Disseminated MAC disease causes fever, anemia, thrombocytopenia, diarrhea, and abdominal pain (features similar to Whipple disease).

Diagnosis of disseminated MAC infection can be confirmed by cultures of blood or bone marrow or by biopsy (eg, percutaneous fine-needle biopsy of liver or necrotic lymph nodes). Organisms may be identified in stool and respiratory specimens, but organisms from these specimens may represent colonization rather than true disease.
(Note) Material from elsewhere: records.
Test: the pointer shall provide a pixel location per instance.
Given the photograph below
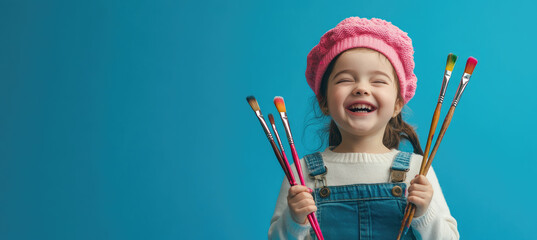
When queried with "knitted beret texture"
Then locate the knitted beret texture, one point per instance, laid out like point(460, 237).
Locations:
point(376, 34)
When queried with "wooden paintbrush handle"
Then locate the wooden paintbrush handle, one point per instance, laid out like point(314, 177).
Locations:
point(445, 125)
point(434, 122)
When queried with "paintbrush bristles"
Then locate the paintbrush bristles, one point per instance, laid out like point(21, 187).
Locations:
point(450, 64)
point(470, 65)
point(271, 119)
point(280, 104)
point(253, 103)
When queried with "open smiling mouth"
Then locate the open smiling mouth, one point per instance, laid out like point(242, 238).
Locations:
point(361, 108)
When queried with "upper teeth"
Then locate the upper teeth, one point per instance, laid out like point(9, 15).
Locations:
point(360, 106)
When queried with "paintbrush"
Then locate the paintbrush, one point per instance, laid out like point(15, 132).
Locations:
point(450, 64)
point(280, 105)
point(285, 161)
point(255, 106)
point(469, 69)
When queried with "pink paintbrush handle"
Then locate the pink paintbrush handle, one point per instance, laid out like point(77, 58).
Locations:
point(297, 164)
point(311, 217)
point(292, 181)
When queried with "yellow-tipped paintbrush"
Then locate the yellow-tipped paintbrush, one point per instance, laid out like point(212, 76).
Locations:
point(450, 64)
point(469, 69)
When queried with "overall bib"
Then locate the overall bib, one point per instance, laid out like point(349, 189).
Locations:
point(360, 211)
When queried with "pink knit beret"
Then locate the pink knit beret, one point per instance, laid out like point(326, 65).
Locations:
point(375, 34)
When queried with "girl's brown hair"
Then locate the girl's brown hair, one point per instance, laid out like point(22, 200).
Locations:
point(396, 129)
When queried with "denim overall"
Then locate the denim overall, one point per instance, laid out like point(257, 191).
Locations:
point(360, 211)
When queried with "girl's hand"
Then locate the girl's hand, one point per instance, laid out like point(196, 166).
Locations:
point(420, 193)
point(300, 203)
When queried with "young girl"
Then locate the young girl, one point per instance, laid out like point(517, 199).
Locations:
point(362, 75)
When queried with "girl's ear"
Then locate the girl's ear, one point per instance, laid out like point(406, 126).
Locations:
point(398, 107)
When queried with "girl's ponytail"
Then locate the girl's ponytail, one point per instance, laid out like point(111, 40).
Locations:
point(396, 129)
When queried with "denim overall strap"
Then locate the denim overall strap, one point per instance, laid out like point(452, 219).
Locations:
point(402, 161)
point(400, 166)
point(315, 164)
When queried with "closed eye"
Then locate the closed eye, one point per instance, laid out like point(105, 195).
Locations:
point(344, 80)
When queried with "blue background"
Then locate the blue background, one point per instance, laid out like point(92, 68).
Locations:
point(128, 119)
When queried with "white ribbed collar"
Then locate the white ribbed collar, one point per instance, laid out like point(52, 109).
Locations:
point(352, 157)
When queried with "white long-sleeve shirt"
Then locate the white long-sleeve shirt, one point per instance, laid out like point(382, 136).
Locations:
point(365, 168)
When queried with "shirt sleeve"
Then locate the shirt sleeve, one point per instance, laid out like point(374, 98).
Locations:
point(437, 222)
point(282, 225)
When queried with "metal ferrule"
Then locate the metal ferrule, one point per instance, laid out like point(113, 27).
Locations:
point(464, 81)
point(287, 127)
point(447, 76)
point(277, 137)
point(264, 124)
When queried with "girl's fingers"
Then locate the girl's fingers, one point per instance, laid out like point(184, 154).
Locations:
point(419, 187)
point(304, 203)
point(419, 194)
point(420, 179)
point(294, 190)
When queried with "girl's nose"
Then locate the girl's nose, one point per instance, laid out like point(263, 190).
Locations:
point(360, 89)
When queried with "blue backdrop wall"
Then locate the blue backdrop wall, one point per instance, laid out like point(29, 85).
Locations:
point(128, 119)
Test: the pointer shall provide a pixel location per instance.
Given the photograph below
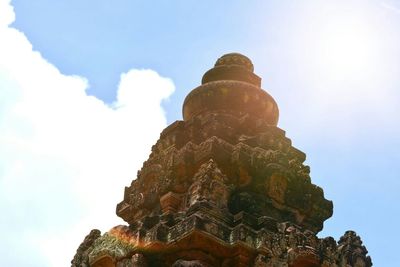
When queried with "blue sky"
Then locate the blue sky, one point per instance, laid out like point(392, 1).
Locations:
point(87, 86)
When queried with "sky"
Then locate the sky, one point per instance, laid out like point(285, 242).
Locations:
point(86, 87)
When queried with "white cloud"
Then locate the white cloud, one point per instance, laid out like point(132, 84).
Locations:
point(65, 156)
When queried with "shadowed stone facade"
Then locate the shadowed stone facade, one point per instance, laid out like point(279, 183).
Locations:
point(224, 187)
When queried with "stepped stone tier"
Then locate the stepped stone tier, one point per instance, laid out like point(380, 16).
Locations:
point(223, 187)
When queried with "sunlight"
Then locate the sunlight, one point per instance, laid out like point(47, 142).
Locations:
point(347, 47)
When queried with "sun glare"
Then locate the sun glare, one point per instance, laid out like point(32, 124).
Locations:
point(347, 46)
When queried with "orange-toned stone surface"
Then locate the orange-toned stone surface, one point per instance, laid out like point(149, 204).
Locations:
point(223, 187)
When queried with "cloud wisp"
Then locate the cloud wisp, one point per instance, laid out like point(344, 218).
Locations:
point(65, 156)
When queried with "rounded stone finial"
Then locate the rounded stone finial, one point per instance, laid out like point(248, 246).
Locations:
point(235, 59)
point(231, 87)
point(232, 66)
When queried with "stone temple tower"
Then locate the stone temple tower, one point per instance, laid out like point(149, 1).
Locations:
point(223, 187)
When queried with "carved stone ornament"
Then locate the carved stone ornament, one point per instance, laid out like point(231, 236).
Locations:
point(223, 187)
Combination therapy to clear bacteremia and alleviate symptoms usually requires 2 or 3 drugs; one combination is clarithromycin 500 mg orally 2 times a day or azithromycin 600 mg orally once/day, plus ethambutol (EMB) 15 to 25 mg/kg once/day. Sometimes rifabutin 300 mg once/day is also given. After successful treatment, chronic suppression with clarithromycin or azithromycin plus EMB is necessary to prevent relapse.

Patients with HIV infection who were not diagnosed before presenting with disseminated MAC should receive 2 weeks of antimycobacterial treatment before starting antiretroviral therapy to decrease the risk of developing the immune reconstitution inflammatory syndrome (IRIS).

Patients with HIV infection and a CD4 count < 100 cells/mcL (0.01 × 10⁹/L) require prophylaxis for disseminated MAC with azithromycin 1.2 g orally once/week or clarithromycin 500 mg orally 2 times a day.